# Configuration

Krews requires configuration files to run. These files, along with command line arguments allow you to tweak *how*
your workflow runs without touching or building your Krews application. The application itself is more concerned 
with *what* runs. In this way it is a means of 
[separation of concerns](https://en.wikipedia.org/wiki/Separation_of_concerns). 

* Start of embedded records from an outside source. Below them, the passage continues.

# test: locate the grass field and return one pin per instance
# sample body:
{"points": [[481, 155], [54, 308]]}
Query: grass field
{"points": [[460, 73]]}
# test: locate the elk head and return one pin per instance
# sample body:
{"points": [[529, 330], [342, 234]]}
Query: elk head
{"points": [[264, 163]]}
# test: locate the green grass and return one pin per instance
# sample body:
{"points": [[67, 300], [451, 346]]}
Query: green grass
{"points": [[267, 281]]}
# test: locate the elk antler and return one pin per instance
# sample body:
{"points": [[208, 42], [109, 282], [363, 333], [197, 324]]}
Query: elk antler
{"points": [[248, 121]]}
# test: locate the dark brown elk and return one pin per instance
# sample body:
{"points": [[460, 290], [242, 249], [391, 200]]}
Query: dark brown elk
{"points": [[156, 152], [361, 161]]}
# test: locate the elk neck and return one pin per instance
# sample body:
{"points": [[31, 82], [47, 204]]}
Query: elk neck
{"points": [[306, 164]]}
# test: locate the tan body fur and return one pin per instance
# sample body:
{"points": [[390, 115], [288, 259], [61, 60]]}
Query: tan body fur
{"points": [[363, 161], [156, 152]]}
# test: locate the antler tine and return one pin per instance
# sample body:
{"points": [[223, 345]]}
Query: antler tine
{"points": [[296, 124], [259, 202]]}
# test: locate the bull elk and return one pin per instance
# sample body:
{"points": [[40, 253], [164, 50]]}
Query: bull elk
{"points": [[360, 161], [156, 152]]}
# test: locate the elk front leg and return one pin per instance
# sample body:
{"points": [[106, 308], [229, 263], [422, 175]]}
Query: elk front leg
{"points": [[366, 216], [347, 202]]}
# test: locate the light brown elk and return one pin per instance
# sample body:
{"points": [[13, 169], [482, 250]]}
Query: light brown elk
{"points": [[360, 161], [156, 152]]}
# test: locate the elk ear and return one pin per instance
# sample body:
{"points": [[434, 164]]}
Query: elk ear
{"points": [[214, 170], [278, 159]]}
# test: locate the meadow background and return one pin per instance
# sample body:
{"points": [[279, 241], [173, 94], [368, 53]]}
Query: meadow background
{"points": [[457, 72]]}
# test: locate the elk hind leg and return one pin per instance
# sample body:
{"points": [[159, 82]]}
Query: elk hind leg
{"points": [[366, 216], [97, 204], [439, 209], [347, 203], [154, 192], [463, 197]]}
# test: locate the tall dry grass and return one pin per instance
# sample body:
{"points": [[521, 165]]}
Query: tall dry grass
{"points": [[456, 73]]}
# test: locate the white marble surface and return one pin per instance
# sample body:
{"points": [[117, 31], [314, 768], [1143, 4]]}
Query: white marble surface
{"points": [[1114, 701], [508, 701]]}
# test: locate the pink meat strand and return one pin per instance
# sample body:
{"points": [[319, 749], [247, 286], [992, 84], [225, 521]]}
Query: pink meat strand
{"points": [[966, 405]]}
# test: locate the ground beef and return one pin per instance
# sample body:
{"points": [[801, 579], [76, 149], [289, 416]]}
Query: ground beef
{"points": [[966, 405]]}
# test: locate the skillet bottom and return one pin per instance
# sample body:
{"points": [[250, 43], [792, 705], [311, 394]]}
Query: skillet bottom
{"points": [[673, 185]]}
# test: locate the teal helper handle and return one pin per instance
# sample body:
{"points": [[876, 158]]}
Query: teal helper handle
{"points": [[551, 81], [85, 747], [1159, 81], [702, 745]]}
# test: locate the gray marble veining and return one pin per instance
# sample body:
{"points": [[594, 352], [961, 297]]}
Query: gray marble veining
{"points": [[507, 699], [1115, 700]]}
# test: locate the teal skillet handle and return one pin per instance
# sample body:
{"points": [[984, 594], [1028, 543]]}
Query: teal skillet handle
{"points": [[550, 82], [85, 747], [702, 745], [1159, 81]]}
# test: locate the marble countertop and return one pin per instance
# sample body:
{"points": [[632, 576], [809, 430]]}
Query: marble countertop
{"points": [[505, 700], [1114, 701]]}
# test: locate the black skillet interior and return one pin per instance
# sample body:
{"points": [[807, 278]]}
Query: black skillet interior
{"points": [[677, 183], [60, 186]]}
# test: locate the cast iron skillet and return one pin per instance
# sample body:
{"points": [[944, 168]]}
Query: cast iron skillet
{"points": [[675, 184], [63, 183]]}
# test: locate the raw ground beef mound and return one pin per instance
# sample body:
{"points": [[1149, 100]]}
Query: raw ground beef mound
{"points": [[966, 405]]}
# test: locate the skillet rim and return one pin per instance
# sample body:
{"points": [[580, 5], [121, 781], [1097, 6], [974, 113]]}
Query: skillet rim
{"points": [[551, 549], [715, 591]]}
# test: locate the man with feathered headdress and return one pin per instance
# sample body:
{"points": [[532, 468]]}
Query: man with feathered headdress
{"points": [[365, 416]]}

Configurations cover things like execution environment settings and parallelism. They also cover special parameters 
that you set up in your Krews Application to pass in differently for each run. They allow you to provide your 
workflow to 3rd parties as an executable. The only thing your users would then need to worry about is creating 
a config.

Krews configuration files are written in a superset of JSON called 
[HOCON](https://github.com/lightbend/config/blob/master/HOCON.md). It's just JSON with some additional syntax sugar 
that helps keep it concise and readable. These files conventionally use the extension `.conf`.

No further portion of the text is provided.